Cady Heron would not approve

We all watched Lindsay Lohan as the character Cady Heron struggle to balance her old friendships with the pressure of maintaining her glossy new life amongst the plastics. We all witnessed the breakfast club rectify their differences to connect with each other on a profound level. And if we haven’t seen these movies, we’ve seen others just like them. We all get the premise: social environments in high school are toxic; we should all be nice to each other.

And yet, if you’ve read the article on page 6 called “Why is “friend group” exclusivity our norm,” or better yet, looked around at the social environment we live in, you’d notice that people here for the most part unquestioningly accept the same toxic environments that plague the characters in the movies.

While walking through the Trevian Commons may not exactly mirror Cady Heron’s animalistic experience, it certainly could be made more welcoming. Groups are held together by the primary glue of fear that without their group, they’d have no way of partying. Friends gossip an unhealthy amount about people in other groups and about people within their own. Exclusivity causes people to feel isolated and question what’s wrong with them. We end up doing things we wouldn’t normally do and tolerate behavior we wouldn’t normally tolerate from others because our values feel secondary to the hunger to fit into a group.

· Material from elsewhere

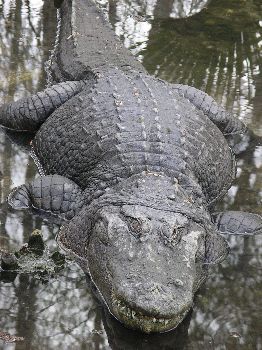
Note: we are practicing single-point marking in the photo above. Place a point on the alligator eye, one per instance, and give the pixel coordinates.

This issue intersects with the issue of mental health as examined in the special section on pages 4 and 5. Humans are social animals whose individual identities are inextricable from the community that shapes and is shaped by our interaction with it. Waking up everyday to a toxic social environment fueled by stereotypes, judgement, fear, and competition can be detrimental to our mental health.

And yes, it’s actually quite comical opening Instagram to some exclusive pic-collages of groups with a tally of who’s committed where.

But if we’re being honest with ourselves, we can’t deny the unnecessary negativity that happens behind the weekly instagram posts of the squad posing at someone’s house party. Needless to say, if the creators of “Mean Girls” could see how blatantly we’ve jettisoned their heartfelt warnings, they’d be shaking their heads.

Maybe it boils down to the inevitable limitations of art in teaching us valuable life lessons. Maybe we misinterpreted the movies and have instead accepted that toxic social environments as depicted are a fact of life we could never reform. Maybe it has to do with our own limitations.

But regardless, what’s interesting is that we all have had one thing the characters in the movies don’t have. No, it’s not homework. It’s the infinite wisdom of the messages imparted during the falling action of these films where the protagonist and the larger community realize that we’d all be so much happier if we were nice to each other.

“I had gone from home-schooled jungle freak to shiny Plastic to most hated person in the world to actual human being. All the drama from last year just wasn’t important anymore. School used to be like a shark tank, but now I could just float,” says Cady in the last few moments of “Mean Girls.”

It’s true that there is an exorbitant amount of pressure to conform to detrimental social standards in our environment. It’s not hard to see why we’ve accepted them despite the wise influence of Cady Heron. We entered high school as eager but slightly intimidated freshies ready to fit into our new high school life. When something is new like that, it seems so much bigger than it actually is. Somehow in the process of high school, and maybe even middle school too, we ended up accepting the supposed permanence of social structures we inherited, assuming they’d always preceded us and would, thus, reign long after we’re gone.

But we’ve forgotten that we are the constituents of that environment. We now comprise it, and we can now change it through the integrity of our own actions. If we don’t like the limitation, the negativity, the exclusivity of our social environment, we can take responsibility for changing it.

Divisions between groups are natural; of course you are going to be good friends with your teammates, your cast mates, or other club members. But we should make efforts to be inclusive, to be thoughtful about the way we talk to people and about people, to spend time with people we actually like, and to seek relationships not out of fear but our of genuine connection.